La vente d'armes par la France

8,33 milliards, c’est le montant, en euros, que représentaient les exportations d’armes françaises à l’étranger en 2019, faisant ainsi de la France le 3ème exportateur mondial d’armes dans le monde derrière les Etats-Unis et la Russie. 


Avec 5 000 entreprises et 400 000 emplois dans le secteur de la défense (dont 165 000 emplois directs dans l’armement), l’industrie française concentre plus du quart des capacités européennes. 
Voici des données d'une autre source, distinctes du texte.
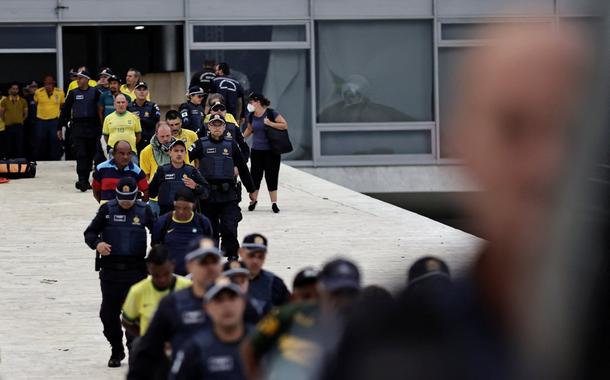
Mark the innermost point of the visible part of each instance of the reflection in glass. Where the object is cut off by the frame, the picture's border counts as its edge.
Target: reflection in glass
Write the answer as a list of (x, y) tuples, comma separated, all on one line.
[(283, 76), (374, 71)]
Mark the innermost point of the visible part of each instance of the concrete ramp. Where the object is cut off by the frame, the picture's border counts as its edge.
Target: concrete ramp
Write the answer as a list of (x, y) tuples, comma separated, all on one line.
[(49, 292)]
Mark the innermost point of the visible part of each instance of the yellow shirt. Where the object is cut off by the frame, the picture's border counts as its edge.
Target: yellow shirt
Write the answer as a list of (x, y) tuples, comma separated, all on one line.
[(143, 299), (47, 107), (132, 94), (122, 127), (74, 84)]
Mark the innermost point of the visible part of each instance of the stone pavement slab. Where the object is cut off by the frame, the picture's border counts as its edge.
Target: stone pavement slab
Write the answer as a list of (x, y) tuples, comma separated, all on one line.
[(49, 292)]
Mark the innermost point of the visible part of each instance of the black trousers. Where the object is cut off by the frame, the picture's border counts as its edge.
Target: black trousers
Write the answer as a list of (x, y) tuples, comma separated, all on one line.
[(114, 293), (85, 149), (225, 216), (13, 136), (268, 163)]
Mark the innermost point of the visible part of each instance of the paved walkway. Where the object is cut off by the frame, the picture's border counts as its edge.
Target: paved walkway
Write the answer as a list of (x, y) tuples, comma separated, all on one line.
[(49, 293)]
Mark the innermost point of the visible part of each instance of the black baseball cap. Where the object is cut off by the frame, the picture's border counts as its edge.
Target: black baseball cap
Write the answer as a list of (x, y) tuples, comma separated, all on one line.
[(126, 189), (234, 268), (255, 242), (195, 90), (83, 74), (306, 276), (218, 105), (340, 274), (217, 118), (222, 284), (202, 248), (425, 267), (106, 72), (185, 194)]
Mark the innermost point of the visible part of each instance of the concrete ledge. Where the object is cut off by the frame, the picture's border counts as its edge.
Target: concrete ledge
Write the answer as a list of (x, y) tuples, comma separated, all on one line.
[(50, 297)]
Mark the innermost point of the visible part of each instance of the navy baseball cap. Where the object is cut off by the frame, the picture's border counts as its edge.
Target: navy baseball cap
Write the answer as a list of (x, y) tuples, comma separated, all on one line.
[(425, 267), (126, 189), (217, 118), (340, 274), (222, 284), (200, 249), (195, 90), (306, 276), (235, 268), (255, 242)]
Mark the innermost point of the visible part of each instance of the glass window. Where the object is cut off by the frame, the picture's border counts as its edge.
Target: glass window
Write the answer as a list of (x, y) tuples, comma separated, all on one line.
[(374, 71), (375, 142), (248, 33), (448, 62), (14, 37), (282, 76), (25, 67)]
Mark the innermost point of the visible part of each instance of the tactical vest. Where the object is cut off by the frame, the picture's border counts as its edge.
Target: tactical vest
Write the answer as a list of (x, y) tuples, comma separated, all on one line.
[(125, 230), (85, 105), (172, 181), (190, 318), (260, 292), (217, 161)]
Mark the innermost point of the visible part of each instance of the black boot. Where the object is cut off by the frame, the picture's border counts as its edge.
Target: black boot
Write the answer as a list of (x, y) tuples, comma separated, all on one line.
[(115, 358)]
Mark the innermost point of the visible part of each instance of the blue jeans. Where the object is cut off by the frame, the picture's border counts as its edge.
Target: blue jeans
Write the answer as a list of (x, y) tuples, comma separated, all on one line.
[(48, 147)]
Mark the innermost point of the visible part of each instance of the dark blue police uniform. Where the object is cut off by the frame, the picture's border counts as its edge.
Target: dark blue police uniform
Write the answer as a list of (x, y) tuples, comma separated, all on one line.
[(125, 231), (85, 130), (217, 158)]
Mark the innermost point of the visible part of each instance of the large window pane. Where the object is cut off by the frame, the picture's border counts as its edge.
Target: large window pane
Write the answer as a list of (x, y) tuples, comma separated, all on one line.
[(375, 142), (374, 71), (449, 60), (282, 76), (248, 33), (14, 37), (24, 67)]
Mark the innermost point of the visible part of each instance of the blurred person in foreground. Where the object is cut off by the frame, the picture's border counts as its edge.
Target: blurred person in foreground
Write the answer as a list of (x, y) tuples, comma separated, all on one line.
[(512, 131), (291, 340)]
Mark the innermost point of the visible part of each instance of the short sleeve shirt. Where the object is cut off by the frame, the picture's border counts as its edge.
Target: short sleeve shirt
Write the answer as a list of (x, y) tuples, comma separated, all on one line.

Dans le monde, les ventes d'armes, en hausse depuis 2003, ont augmenté de 5,5 % en volume sur la période 2015-2019 par rapport à la période 2010-2014. 


A elles seules, les importations dans les pays du Moyen-Orient ont progressé de 61 % sur la période, représentant 35 % du total des importations mondiales d'armes au cours des cinq dernières années. L'Arabie saoudite est devenue dans le même temps le premier importateur mondial d'armes devant l'Inde, avec des volumes en hausse de 130 %. 


Nous le savons, et c’est ce que déplore de nombreuses associations, ces armes tuent des populations civiles. 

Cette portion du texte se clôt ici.